Я зло хмыкаю:

— А ты думаешь, у меня есть выбор?

— Выбор есть всегда, пока ты жив, Арслан.

Я закрываю глаза, прижимаю к векам подушечки пальцев. В висках пульсирует головная боль, кажется, что от давления, разрывающего мой мозг на части, глаза выкатятся из глазниц.

— Твое дело — следы, — говорю я уставшим голосом, — принимать окончательные решения буду только я.

Мне нужно на воздух.

Я спускаюсь вниз, выхожу из здания на задний двор, достаю сигареты и закуриваю. Тяну жадно, доходя до фильтра в три затяжки, но от сигарет к головной боли добавляется еще несколько пунктов. Я для себя решил уже — документы подпишу. Пока они не всплыли, есть шанс провернуть все очень быстро. До страхового случая есть какое-то время, несколько дней как минимум, я все успею.

Тяжело раскладывать все по полкам, когда в мозгу засело одно-единственное «папа». Карина же без мужика жила, по крайней мере следов его найти не удалось, — точно так же, как и того урода, что вытравливает мне душу звонками. Кажется, что два плюс два сходится, а на деле ни черта. Ибо — не стала бы Карина дочкой рисковать, ради чего? Добровольно бы не пошла точно, а если знает и молчит, тем хуже ей. Я до правды докопаюсь в любом случае, а вот ей голову сверну однажды. Первое предательство я не забыл, второго не будет.

Гадство… Карина.

Снова лезет в мысли, я чувствую ее фантомный запах, которого рядом просто быть не может — я пропах насквозь сигаретным дымом и больше ничем. Это помешательство какое-то, дурной сон, только проснусь ли я из него когда-то? Черт его знает.

Тушу дотлевший до фильтра окурок о уличную пепельницу, возвращаюсь обратно. Дамир разговаривает с кем-то по-татарски, я слышу родную речь, но в суть слов вникнуть не успел. Говорят, твой язык это тот, на котором ты думаешь, так вот я давно уже думаю на русском, еще с тех пор, как перестал проводить все летние каникулы у бабушки в Татарстане.

Сажусь за стол, подтягиваю два одинаковых листа, беру ручку для документов и ставлю размашисто свою подпись на обоих.

Чую на себе неодобрительный взгляд Дамира, но мне глубоко наплевать, даже если я потяну за собой всю команду. И это тоже удивительно.

— Что с курьером? — спрашиваю, когда Дамир заканчивает разговор.
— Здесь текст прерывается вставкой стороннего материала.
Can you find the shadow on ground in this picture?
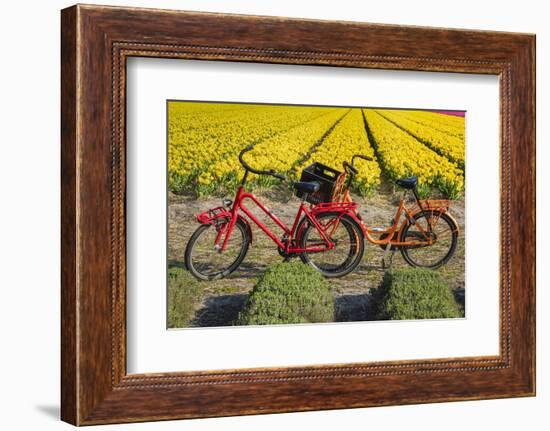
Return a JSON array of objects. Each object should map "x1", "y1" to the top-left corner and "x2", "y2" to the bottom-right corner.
[{"x1": 190, "y1": 294, "x2": 248, "y2": 327}]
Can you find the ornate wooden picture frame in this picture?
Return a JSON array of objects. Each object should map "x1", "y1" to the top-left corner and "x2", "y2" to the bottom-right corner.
[{"x1": 61, "y1": 5, "x2": 535, "y2": 425}]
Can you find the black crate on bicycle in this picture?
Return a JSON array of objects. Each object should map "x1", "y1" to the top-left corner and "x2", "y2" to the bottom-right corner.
[{"x1": 296, "y1": 162, "x2": 341, "y2": 205}]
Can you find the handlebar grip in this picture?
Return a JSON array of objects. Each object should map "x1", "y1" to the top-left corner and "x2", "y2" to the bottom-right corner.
[
  {"x1": 343, "y1": 161, "x2": 359, "y2": 175},
  {"x1": 267, "y1": 169, "x2": 286, "y2": 181},
  {"x1": 351, "y1": 154, "x2": 373, "y2": 165}
]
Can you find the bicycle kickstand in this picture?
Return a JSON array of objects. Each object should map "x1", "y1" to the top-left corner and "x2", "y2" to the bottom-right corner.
[{"x1": 382, "y1": 243, "x2": 395, "y2": 269}]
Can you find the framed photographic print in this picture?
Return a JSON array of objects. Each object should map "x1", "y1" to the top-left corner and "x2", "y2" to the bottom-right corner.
[{"x1": 61, "y1": 5, "x2": 535, "y2": 425}]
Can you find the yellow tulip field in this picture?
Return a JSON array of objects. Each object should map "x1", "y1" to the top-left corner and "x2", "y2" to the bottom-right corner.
[{"x1": 168, "y1": 101, "x2": 465, "y2": 198}]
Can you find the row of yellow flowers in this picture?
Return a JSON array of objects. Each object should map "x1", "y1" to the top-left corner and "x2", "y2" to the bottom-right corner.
[
  {"x1": 168, "y1": 102, "x2": 332, "y2": 190},
  {"x1": 399, "y1": 109, "x2": 465, "y2": 141},
  {"x1": 376, "y1": 109, "x2": 465, "y2": 168},
  {"x1": 298, "y1": 108, "x2": 380, "y2": 193},
  {"x1": 363, "y1": 109, "x2": 464, "y2": 194},
  {"x1": 168, "y1": 102, "x2": 470, "y2": 199},
  {"x1": 198, "y1": 108, "x2": 346, "y2": 186}
]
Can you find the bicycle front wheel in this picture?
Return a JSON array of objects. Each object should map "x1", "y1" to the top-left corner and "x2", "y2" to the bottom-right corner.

— Чист, как и было ожидаемо. Пробиваем все связи и звонки, в том числе курьерской службы. Есть надежда на камеры, пробить по ним тачки там, где передавались документы. Но на это понадобится время.

— Время, — повторяю я, — ска, это самое дорогое, что у нас есть. Особенно, когда его — нет.


Карина

Мне всегда казалось: я буду так четко помнить рождение дочки, поминутно, до самой глубокой детали, особенно ее крик. Но почему-то вышло иначе.

Меня плохо брал спинальный наркоз. Лежа на столе, отгороженная от собственного живота защитной шторкой, я чувствовала, как руки врача достают из меня самое дорогое. И тряслась. Не от холода, и даже не от нервов, хотя куда без них?

Дочка не кричала, она мяукала, и я сейчас пытаясь проиграть в памяти этот звук, не могу. Меня колотило сильно, шапочка съехала на глаза, и я никак не могла ее поправить.

Когда Лею показали мне, я запомнила ее по каким-то деталям, как будто мне недодали кусочки пазла, чтобы сложить в целую картину. Видела розово-синие пятки, темную макушку, тонкую ручку.

Я хотела попросить, чтобы показали еще, не уносили так быстро, но не получилось. И к груди не приложили сразу, как я просила, как мечтала в своих фантазиях. У Леи началась одышка и ее забрали под аппарат для наблюдения, а меня оставили на столе, с развороченным животом, одинокую и брошеную.